Defendant in this case orally presented his motion to dismiss prior to either opening statements to the court or the taking of any evidence. If considered to have been made "before trial" to comply with Rule 12, NDRCrimP, the motion should have been made in writing in accordance with Rule 47. Because we dispose of the issue concerning defendant's motion to dismiss on other grounds, we need not decide if defendant's failure to present his motion in writing was an effective waiver of the defect or defense.

[2] We also take into account that generally a defective complaint may be amended by the State before trial with or without court approval depending upon the time frame in which the amendment is made. With respect to the specific status and posture of the motion to dismiss the complaint the record is wanting in a number of significant items, making a definitive determination of this issue impracticable.

[3] (h) Demands for Production of Statements and Reports of Witnesses.

(1) In any criminal prosecution no statement or report in the possession of the prosecution which was made by a prosecution witness or prospective prosecution witness (other than the defendant) to an agent of the prosecution shall be the subject of subpoena, discovery, or inspection until said witness has testified on direct examination.

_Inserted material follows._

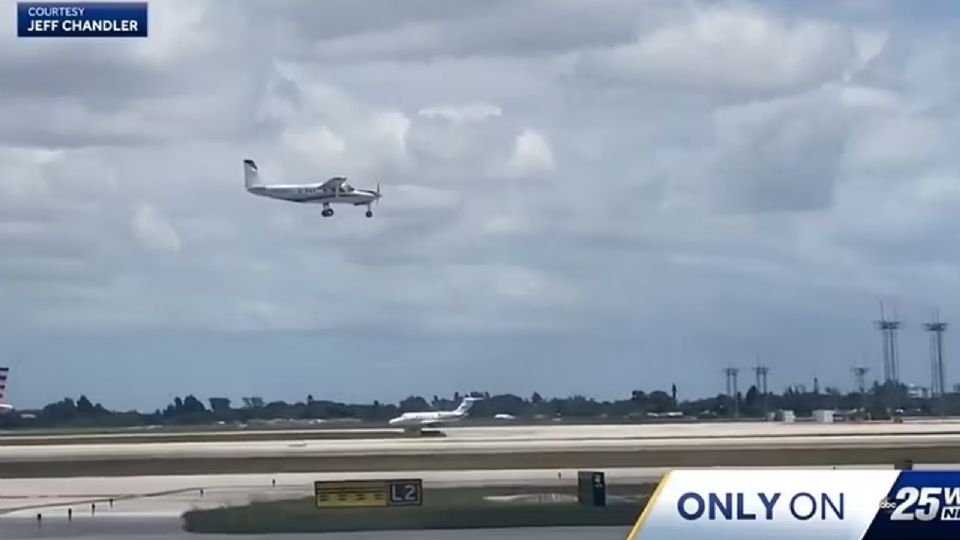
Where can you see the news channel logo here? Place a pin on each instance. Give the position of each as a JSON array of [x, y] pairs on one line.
[[830, 504], [82, 19], [923, 504]]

(2) After a witness called by the prosecuting attorney has testified on direct examination, the court shall, on motion of the defendant, order the prosecuting attorney to produce any statement (as hereinafter defined) of the witness in the possession of the prosecution which relates to the subject matter as to which the witness has testified. If the entire contents of any such statement relate to the subject matter of the testimony of the witness, the court shall order it to be delivered directly to the defendant for his examination and use.

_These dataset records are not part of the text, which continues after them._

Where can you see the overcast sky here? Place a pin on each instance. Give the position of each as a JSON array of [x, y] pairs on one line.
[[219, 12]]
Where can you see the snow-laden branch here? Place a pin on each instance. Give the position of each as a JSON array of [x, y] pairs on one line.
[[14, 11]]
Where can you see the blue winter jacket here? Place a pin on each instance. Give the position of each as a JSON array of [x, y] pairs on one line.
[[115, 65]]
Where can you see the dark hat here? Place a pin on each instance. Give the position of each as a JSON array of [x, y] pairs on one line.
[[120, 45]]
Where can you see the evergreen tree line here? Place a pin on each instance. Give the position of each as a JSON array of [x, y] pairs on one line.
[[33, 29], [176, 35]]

(3) If the prosecuting attorney claims that any statement ordered to be produced under this section contains matter which does not relate to the subject matter of the testimony of the witness, the court shall order the prosecuting attorney to deliver such statement for the inspection of the court in camera. Upon such delivery the court shall excise the portions of such statement which do not relate to the subject matter of the testimony of the witness. With such material excised, the court shall then direct delivery of such statement to the defendant for his use. If, pursuant to such procedure, any portion of such statement is withheld from the defendant and the defendant objects to such withholding, and the trial is continued to an adjudication of the guilt of the defendant, the entire text of such statement shall be preserved by the court and, in the event the defendant appeals, shall be made available to the appellate court for the purpose of determining the correctness of the ruling of the trial judge. Whenever any statement is delivered to a defendant pursuant to this section, the court in its discretion, upon application of said defendant, may recess proceedings in the trial for such time as it may determine to be reasonably required for the examination of such statement by said defendant and his preparation for its use in the trial.